Suppose it holds for $k$; we show it holds for $k+1$. Suppose that $Y_1, \ldots, Y_m$ enumerates a non-trivial parent-closed set of nodes of rank $\geq k+1$. By non-triviality, suppose that $Y_{m+1}, \ldots, Y_{\ell}$ are nodes of rank $k$ whose parents are among $Y_1, \ldots, Y_m$.

Note that:

- For $m<i\leq \ell$ we have that $a_i$ maps into $\{1, \ldots, m\}$.
- $Y_1, \ldots, Y_{m}, Y_{m+1}, \ldots, Y_{\ell}$ is a non-trivial parent-closed set of nodes of rank $\geq k$.

Then one has 

$P(Y_1=y_1, \ldots, Y_m=y_m)=\sum_{y_{m+1}, \ldots, y_{\ell}} P(Y_1=y_1, \ldots, Y_{\ell}=y_{\ell})$

$ = \sum_{y_{m+1}, \ldots, y_{\ell}} \prod_{i=1}^{\ell} P(Y_i=y_i \mid Y_{a_i(1)}= y_{a_i(1)}, \ldots, Y_{a_i(n_i)}= y_{a_i(n_i)}) $ by induction hypothesis

$ = \sum_{y_{m+1}, \ldots, y_{\ell}} \prod_{i=1}^{m} P(Y_i=y_i \mid Y_{a_i(1)}= y_{a_i(1)}, \ldots, Y_{a_i(n_i)}= y_{a_i(n_i)}) \cdot \prod_{i=m+1}^{\ell} P(Y_i=y_i \mid Y_{a_i(1)}= y_{a_i(1)}, \ldots, Y_{a_i(n_i)}= y_{a_i(n_i)})$ 

$ = \prod_{i=1}^{m} P(Y_i=y_i \mid Y_{a_i(1)}= y_{a_i(1)}, \ldots, Y_{a_i(n_i)}= y_{a_i(n_i)}) \cdot  \sum_{y_{m+1}, \ldots, y_{\ell}} \prod_{i=m+1}^{\ell} P(Y_i=y_i \mid Y_{a_i(1)}= y_{a_i(1)}, \ldots, Y_{a_i(n_i)}= y_{a_i(n_i)})$ by first bullet point

$ = \prod_{i=1}^{m} P(Y_i=y_i \mid Y_{a_i(1)}= y_{a_i(1)}, \ldots, Y_{a_i(n_i)}= y_{a_i(n_i)}) \cdot 1$ by a simple induction on $\ell-(m+1)$

$= \prod_{i=1}^{m} P(Y_i=y_i \mid Y_{a_i(1)}= y_{a_i(1)}, \ldots, Y_{a_i(n_i)}= y_{a_i(n_i)})$

### Finishing proof of factoring theorem

Now we finish the proof from 2 to 1. 

Note that $\mathrm{Nondescendents}_i$ is a non-trivial parent-closed set nodes of rank $k\geq 0$, and $\{X_i\}\cup \mathrm{Nondescendents}_i$ is a non-trivial parent-closed set nodes of rank $k+1$.

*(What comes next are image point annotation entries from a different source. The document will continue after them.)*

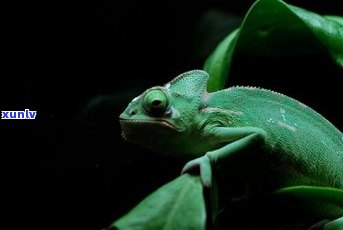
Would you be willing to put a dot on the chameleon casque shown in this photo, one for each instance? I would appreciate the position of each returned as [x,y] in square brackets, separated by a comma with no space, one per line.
[273,143]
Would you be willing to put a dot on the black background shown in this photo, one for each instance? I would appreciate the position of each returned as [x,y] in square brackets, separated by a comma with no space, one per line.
[78,64]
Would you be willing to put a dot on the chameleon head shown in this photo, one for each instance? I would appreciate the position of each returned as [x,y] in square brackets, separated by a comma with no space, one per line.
[161,118]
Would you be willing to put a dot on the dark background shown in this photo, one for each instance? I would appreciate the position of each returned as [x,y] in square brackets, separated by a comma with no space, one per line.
[78,64]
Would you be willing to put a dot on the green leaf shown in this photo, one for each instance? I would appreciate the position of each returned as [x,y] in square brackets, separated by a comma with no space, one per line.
[274,28]
[177,205]
[218,63]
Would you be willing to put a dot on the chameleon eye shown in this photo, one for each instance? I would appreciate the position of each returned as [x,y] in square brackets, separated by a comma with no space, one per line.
[156,102]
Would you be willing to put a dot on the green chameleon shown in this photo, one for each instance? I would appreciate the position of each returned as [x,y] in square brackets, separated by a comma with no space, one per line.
[273,143]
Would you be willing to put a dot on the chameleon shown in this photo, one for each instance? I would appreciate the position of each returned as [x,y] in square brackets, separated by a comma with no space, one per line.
[274,143]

Enumerate without repetition $\mathrm{Nondescendents}_i$ as $Y_1, \ldots Y_m$ and set $Y_{m+1}=X_i$.

Further, set $z_1=y_1, \ldots, z_m=y_m$, and likewise set $Z_1=Y_1, \ldots, Z_m=Y_m, Z_{m+1}=Y_{m+1}$.

Then one has:

$P(Y_{m+1}=y_{m+1} \mid Y_1=y_1, \ldots, Y_m=y_m)$

$=\frac{P(Y_1=y_1, \ldots, Y_m=y_m, Y_{m+1}=y_{m+1})}{P(Y_1=y_1, \ldots, Y_m=y_m,)}$

$=\frac{P(Y_1=y_1, \ldots, Y_m=y_m, Y_{m+1}=y_{m+1})}{\sum_{z_{m+1}} P(Z_1=z_1, \ldots, Z_m=z_m, Z_{m+1}=z_{m+1})}$

$=\frac{ \prod_{j=1}^{m+1} P(Y_j=y_j \mid Y_{a_j(1)}= y_{a_j(1)}, \ldots, Y_{a_j(n_j)}= y_{a_j(n_j)})   }{ \sum_{z_{m+1}}  \prod_{j=1}^{m+1} P(Z_j=z_j \mid Z_{a_j(1)}= z_{a_j(1)}, \ldots, Z_{a_j(n_j)}= z_{a_j(n_j)})  }$ by two applications of lemma

$ = \frac{ P(Y_m=y_m \mid Y_{a_m(1)}= y_{a_m(1)}, \ldots, Y_{a_m(n_m)}= y_{a_j(n_j)})\cdot \prod_{j=1}^{m} P(Y_j=y_j \mid Y_{a_j(1)}= y_{a_j(1)}, \ldots, Y_{a_j(n_j)}= y_{a_j(n_j)})   }{ \sum_{z_{m+1}}   P(Z_{m+1}=z_{m+1} \mid Z_{a_{m+1}(1)}= z_{a_{m+1}(1)}, \ldots, Z_{a_{m+1}(n_{m+1})}= z_{a_{m+1}(n_{m+1})}) \cdot \prod_{j=1}^{m} P(Z_j=z_j \mid Z_{a_j(1)}= z_{a_j(1)}, \ldots, Z_{a_j(n_j)}= z_{a_j(n_j)})  }$ 

$= \frac{ P(Y_m=y_m \mid Y_{a_m(1)}= y_{a_m(1)}, \ldots, Y_{a_m(n_m)}= y_{a_j(n_j)})\cdot \prod_{j=1}^{m} P(Y_j=y_j \mid Y_{a_j(1)}= y_{a_j(1)}, \ldots, Y_{a_j(n_j)}= y_{a_j(n_j)})   }{  \prod_{j=1}^{m} P(Z_j=z_j \mid Z_{a_j(1)}= z_{a_j(1)}, \ldots, Z_{a_j(n_j)}= z_{a_j(n_j)})  }$

$ = P(Y_m=y_m \mid Y_{a_m(1)}= y_{a_m(1)}, \ldots, Y_{a_m(n_m)}= y_{a_j(n_j)})$.